DOXOLOGY: The Lutheran Center for Spiritual Care and Counsel was “delighted to plan the “Take Heart!” Respite Retreats initiative at the suggestion of the Office of National Mission,” said Beverly K. Yahnke, Ph.D., DOXOLOGY’s Executive Director for Christian Counsel.
“A respite curriculum was created to refresh pastors in the Word and to invite them to step away for a few days into a quiet retreat setting for worship and study. Pastors participate in advanced training regarding care of the soul and are invited to ‘take heed unto’ themselves, their family and their well-being,” Dr. Yahnke explained. Pastors are “also given an opportunity to examine resilience strategies which can equip them to respond in healthy ways to ongoing challenges.”
“The retreats, sponsored fully by the Office of National Mission, allow pastors to step away for three days and two nights,” said Yahnke. “ONM has funded 15 respite retreats for this calendar year. The only cost to the pastor/parish is the cost of transportation. The early retreats have filled up within days of posting registration availability. Additional retreats are being added for the weeks after Easter and into early summer.” Six respite retreats have been held thus far.

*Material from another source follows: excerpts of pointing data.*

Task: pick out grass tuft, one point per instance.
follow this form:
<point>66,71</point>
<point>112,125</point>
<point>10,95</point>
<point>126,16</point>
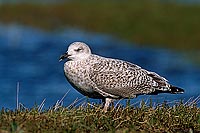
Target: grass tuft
<point>180,117</point>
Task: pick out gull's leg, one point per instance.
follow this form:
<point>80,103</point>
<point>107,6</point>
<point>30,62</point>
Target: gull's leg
<point>107,103</point>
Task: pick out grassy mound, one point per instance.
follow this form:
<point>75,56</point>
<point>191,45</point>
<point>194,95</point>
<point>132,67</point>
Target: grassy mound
<point>162,118</point>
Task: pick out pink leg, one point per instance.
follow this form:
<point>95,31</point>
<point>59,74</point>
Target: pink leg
<point>107,103</point>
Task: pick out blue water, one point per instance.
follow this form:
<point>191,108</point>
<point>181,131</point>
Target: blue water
<point>30,56</point>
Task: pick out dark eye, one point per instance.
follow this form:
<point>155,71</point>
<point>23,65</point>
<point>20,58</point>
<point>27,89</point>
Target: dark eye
<point>77,50</point>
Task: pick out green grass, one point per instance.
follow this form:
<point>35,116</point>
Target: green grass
<point>146,22</point>
<point>90,118</point>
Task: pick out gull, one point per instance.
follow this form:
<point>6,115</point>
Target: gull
<point>108,79</point>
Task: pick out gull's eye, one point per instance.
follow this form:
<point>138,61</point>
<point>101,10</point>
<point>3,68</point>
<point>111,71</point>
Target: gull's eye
<point>77,50</point>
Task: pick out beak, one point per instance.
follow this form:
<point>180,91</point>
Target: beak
<point>64,56</point>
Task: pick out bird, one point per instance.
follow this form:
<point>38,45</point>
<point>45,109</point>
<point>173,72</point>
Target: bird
<point>108,79</point>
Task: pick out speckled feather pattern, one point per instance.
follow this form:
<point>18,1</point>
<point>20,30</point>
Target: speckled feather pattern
<point>106,78</point>
<point>99,76</point>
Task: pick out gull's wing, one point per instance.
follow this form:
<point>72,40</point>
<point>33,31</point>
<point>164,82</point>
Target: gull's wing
<point>117,78</point>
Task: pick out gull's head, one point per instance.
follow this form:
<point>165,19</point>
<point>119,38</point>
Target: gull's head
<point>76,51</point>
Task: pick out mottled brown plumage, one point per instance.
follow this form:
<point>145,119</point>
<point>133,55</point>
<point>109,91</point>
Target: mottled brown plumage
<point>106,78</point>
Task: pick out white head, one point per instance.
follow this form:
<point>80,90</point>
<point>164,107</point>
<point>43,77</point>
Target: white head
<point>77,51</point>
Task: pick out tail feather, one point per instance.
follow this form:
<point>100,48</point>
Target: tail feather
<point>176,90</point>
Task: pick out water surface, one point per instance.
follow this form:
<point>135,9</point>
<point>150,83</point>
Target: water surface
<point>30,56</point>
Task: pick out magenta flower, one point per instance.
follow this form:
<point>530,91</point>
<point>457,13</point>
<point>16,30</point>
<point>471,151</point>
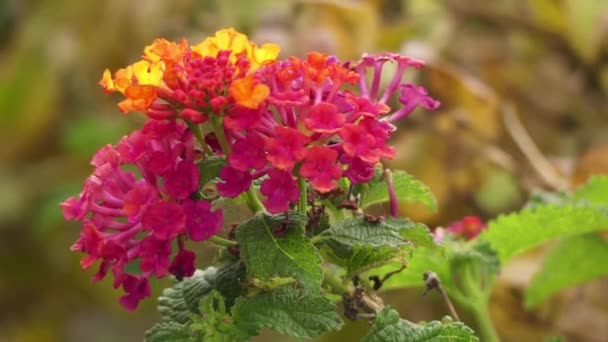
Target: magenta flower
<point>183,264</point>
<point>324,118</point>
<point>248,153</point>
<point>280,189</point>
<point>202,223</point>
<point>320,168</point>
<point>234,182</point>
<point>358,171</point>
<point>137,288</point>
<point>286,148</point>
<point>126,217</point>
<point>166,220</point>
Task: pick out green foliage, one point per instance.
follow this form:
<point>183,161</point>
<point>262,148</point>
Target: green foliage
<point>477,254</point>
<point>388,326</point>
<point>163,332</point>
<point>293,311</point>
<point>595,191</point>
<point>209,168</point>
<point>571,262</point>
<point>407,189</point>
<point>276,246</point>
<point>515,233</point>
<point>359,244</point>
<point>215,323</point>
<point>179,302</point>
<point>85,134</point>
<point>425,259</point>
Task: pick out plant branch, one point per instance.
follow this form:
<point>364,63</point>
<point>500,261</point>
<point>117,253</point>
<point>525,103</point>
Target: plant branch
<point>198,134</point>
<point>539,163</point>
<point>432,281</point>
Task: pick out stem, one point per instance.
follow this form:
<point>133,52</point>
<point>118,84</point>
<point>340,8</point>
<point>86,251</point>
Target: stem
<point>336,283</point>
<point>219,133</point>
<point>222,242</point>
<point>388,177</point>
<point>480,311</point>
<point>253,202</point>
<point>315,239</point>
<point>539,162</point>
<point>198,134</point>
<point>478,303</point>
<point>303,200</point>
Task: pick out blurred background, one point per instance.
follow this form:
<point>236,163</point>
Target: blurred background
<point>523,83</point>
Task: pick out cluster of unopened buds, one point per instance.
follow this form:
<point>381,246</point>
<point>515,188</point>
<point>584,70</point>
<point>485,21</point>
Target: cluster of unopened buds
<point>291,125</point>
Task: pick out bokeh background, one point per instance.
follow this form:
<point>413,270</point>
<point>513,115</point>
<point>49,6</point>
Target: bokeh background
<point>497,67</point>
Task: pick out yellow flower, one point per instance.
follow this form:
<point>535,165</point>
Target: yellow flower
<point>248,93</point>
<point>230,39</point>
<point>148,73</point>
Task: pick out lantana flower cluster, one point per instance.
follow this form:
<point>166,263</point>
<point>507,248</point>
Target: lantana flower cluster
<point>295,125</point>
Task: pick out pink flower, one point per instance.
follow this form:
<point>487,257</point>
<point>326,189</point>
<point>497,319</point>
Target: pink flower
<point>248,152</point>
<point>137,288</point>
<point>286,148</point>
<point>321,169</point>
<point>469,227</point>
<point>183,264</point>
<point>358,171</point>
<point>281,190</point>
<point>202,223</point>
<point>166,220</point>
<point>358,142</point>
<point>127,218</point>
<point>155,256</point>
<point>182,181</point>
<point>241,118</point>
<point>324,118</point>
<point>234,183</point>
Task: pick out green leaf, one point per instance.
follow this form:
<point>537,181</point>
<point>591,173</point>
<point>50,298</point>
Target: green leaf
<point>172,306</point>
<point>288,310</point>
<point>571,262</point>
<point>230,281</point>
<point>368,257</point>
<point>595,191</point>
<point>388,326</point>
<point>209,168</point>
<point>359,245</point>
<point>424,260</point>
<point>479,254</point>
<point>276,246</point>
<point>215,323</point>
<point>163,332</point>
<point>515,233</point>
<point>407,189</point>
<point>177,303</point>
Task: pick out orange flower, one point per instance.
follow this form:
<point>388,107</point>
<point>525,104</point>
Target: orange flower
<point>122,79</point>
<point>246,92</point>
<point>138,98</point>
<point>163,50</point>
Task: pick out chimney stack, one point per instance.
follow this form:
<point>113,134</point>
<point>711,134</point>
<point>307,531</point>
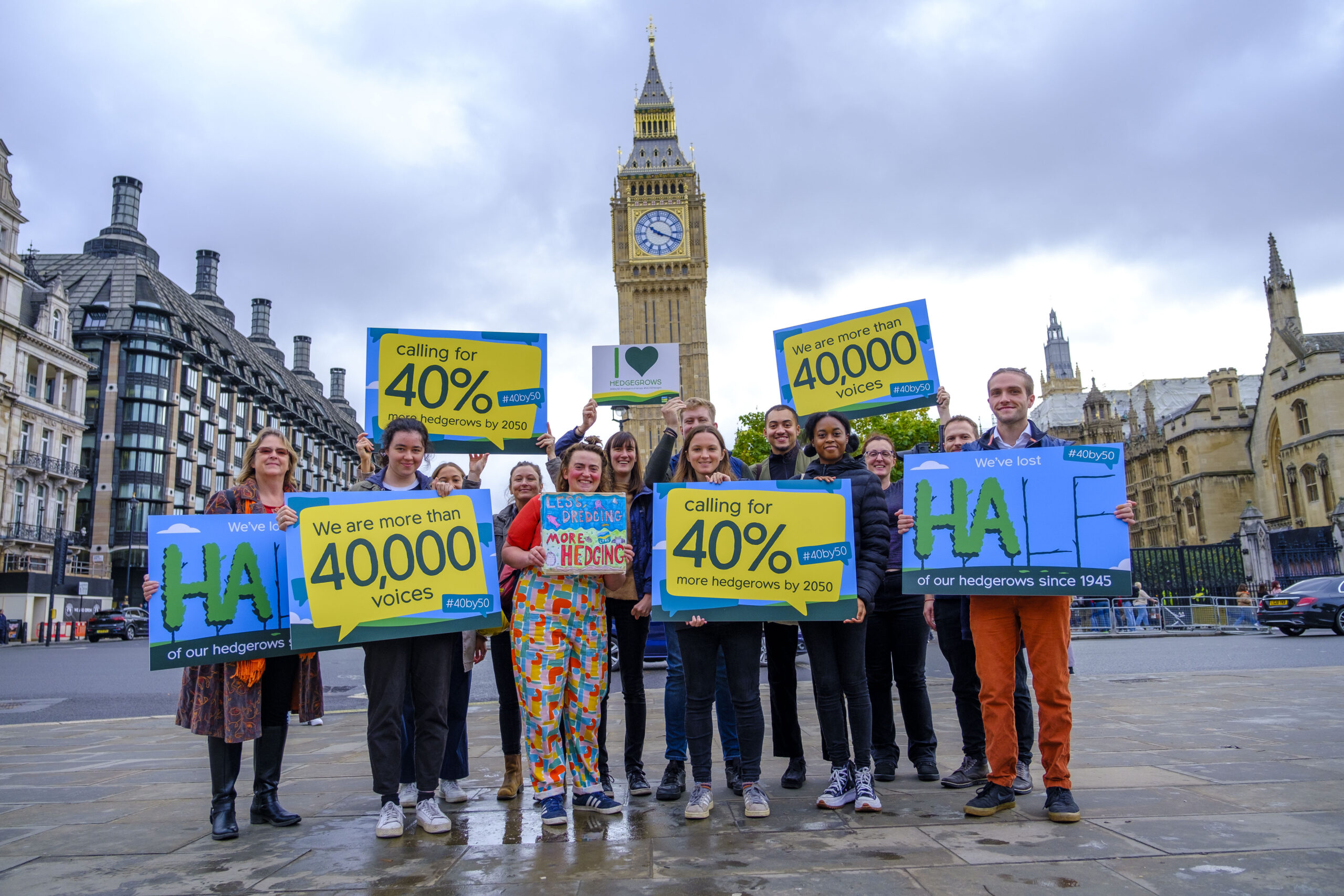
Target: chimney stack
<point>261,330</point>
<point>207,272</point>
<point>125,202</point>
<point>339,393</point>
<point>303,352</point>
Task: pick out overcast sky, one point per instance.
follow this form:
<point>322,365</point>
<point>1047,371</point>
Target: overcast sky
<point>449,166</point>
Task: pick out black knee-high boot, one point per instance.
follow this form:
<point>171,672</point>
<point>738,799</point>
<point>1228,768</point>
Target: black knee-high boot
<point>268,755</point>
<point>225,761</point>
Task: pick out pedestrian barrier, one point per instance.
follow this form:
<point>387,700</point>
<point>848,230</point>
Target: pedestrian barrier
<point>1121,616</point>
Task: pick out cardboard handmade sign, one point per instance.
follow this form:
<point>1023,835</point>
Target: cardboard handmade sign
<point>474,392</point>
<point>584,534</point>
<point>750,551</point>
<point>636,374</point>
<point>371,566</point>
<point>221,590</point>
<point>863,364</point>
<point>1026,522</point>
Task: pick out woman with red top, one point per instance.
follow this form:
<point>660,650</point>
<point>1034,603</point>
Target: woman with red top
<point>560,649</point>
<point>249,700</point>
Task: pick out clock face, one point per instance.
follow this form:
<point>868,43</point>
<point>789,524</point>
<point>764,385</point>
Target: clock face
<point>658,233</point>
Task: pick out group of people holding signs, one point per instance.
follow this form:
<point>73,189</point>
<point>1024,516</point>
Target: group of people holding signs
<point>817,539</point>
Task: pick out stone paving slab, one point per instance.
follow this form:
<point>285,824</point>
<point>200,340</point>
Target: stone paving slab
<point>1191,784</point>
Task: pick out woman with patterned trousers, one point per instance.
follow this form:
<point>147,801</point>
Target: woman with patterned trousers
<point>234,702</point>
<point>560,650</point>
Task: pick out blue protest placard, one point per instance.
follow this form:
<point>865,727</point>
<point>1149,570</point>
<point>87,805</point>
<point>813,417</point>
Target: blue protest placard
<point>753,551</point>
<point>371,566</point>
<point>474,392</point>
<point>863,364</point>
<point>1026,522</point>
<point>221,596</point>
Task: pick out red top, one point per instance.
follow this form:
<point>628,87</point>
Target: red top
<point>526,531</point>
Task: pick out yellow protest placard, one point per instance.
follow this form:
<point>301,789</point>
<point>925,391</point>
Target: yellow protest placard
<point>869,363</point>
<point>471,390</point>
<point>394,558</point>
<point>771,544</point>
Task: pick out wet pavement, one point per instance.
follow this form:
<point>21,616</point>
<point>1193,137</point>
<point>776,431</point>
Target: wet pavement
<point>1208,782</point>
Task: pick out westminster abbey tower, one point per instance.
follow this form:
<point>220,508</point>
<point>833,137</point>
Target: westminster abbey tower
<point>658,248</point>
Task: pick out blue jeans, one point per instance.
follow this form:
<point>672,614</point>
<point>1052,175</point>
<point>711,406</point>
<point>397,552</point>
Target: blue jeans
<point>674,703</point>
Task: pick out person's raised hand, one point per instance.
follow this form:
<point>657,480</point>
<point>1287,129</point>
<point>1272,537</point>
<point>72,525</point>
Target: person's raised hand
<point>673,413</point>
<point>589,417</point>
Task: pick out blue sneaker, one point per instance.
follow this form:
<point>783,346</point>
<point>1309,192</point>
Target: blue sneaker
<point>596,801</point>
<point>553,810</point>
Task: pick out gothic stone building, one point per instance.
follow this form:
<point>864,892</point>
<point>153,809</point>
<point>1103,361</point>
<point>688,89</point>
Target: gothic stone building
<point>659,248</point>
<point>1199,452</point>
<point>175,393</point>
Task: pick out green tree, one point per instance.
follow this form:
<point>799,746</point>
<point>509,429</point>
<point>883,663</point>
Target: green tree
<point>749,442</point>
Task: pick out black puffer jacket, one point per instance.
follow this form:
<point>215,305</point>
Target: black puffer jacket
<point>872,531</point>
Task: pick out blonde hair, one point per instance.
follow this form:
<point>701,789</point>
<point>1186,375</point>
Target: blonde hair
<point>687,473</point>
<point>249,471</point>
<point>699,402</point>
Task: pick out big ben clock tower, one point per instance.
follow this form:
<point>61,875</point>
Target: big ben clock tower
<point>658,248</point>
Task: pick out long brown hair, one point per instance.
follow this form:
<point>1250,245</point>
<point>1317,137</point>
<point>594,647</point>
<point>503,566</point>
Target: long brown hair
<point>249,471</point>
<point>593,445</point>
<point>687,473</point>
<point>622,440</point>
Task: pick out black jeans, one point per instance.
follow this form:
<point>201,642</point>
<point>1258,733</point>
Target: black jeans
<point>455,766</point>
<point>965,686</point>
<point>631,638</point>
<point>841,686</point>
<point>426,660</point>
<point>511,712</point>
<point>741,644</point>
<point>781,652</point>
<point>897,647</point>
<point>277,690</point>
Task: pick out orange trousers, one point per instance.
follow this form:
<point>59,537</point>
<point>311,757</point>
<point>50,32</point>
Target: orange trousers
<point>1042,623</point>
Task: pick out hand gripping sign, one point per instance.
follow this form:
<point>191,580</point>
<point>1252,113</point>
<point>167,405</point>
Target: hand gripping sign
<point>474,392</point>
<point>221,590</point>
<point>1027,522</point>
<point>862,364</point>
<point>754,551</point>
<point>370,566</point>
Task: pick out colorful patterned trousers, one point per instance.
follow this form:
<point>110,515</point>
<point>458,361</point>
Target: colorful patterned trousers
<point>560,660</point>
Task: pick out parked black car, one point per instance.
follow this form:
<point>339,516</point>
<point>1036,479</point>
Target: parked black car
<point>125,624</point>
<point>1311,604</point>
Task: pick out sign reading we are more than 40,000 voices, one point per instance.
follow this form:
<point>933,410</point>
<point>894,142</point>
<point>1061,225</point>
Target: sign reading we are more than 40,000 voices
<point>474,392</point>
<point>863,364</point>
<point>753,551</point>
<point>370,566</point>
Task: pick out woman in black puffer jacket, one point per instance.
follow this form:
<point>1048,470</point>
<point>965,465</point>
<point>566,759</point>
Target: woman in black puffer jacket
<point>836,649</point>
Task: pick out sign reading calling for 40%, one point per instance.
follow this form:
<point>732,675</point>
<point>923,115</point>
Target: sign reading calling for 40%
<point>471,390</point>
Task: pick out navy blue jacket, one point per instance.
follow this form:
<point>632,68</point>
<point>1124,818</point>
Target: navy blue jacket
<point>872,530</point>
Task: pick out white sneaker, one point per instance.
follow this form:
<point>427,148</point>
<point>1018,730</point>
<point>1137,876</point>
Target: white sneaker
<point>390,821</point>
<point>432,818</point>
<point>450,793</point>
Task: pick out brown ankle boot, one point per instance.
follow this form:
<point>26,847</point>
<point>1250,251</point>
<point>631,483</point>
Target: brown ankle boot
<point>512,778</point>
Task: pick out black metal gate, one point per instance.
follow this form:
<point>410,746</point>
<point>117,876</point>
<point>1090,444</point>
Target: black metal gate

“The response has been overwhelmingly positive and heartening,” Yahnke notes. “Pastors report that the retreats have been precisely what they needed. …They are returning to their families and their parish refreshed and equipped once again to serve... When DOXOLOGY asks pastors what they would tell a friend in ministry, the answer is always, “Go!” Sometimes the answer is, “Go NOW!” The pastors who attend are young and old, newly ordained, and seasoned, faithful men. Each retreat seems to feature an equal number of grads from each of our seminaries.”
Rev. Dr. Tyler Arnold, pastor at Christ Lutheran Church (Platte Woods), serves as a “Take Heart!” retreat chaplain (including leading prayer services, providing spiritual care in conversation or in confession absolution). “These retreats have been a real delight for pastors,” Rev. Dr. Arnold said. “It’s an opportunity to practice self-awareness of being receivers… That has been beneficial and encouraging.”
Pastor David C. Fleming, Executive Director for Spiritual Care, DOXOLOGY notes, “Pastors have found comfort, wisdom, and encouragement in, what Luther called, ‘the mutual conversation and consolation of the brethren.’ At meals, breaks, and receptions the men are engaged in lively conversation about the presentations, the sermons, and how these apply to their particular situations.”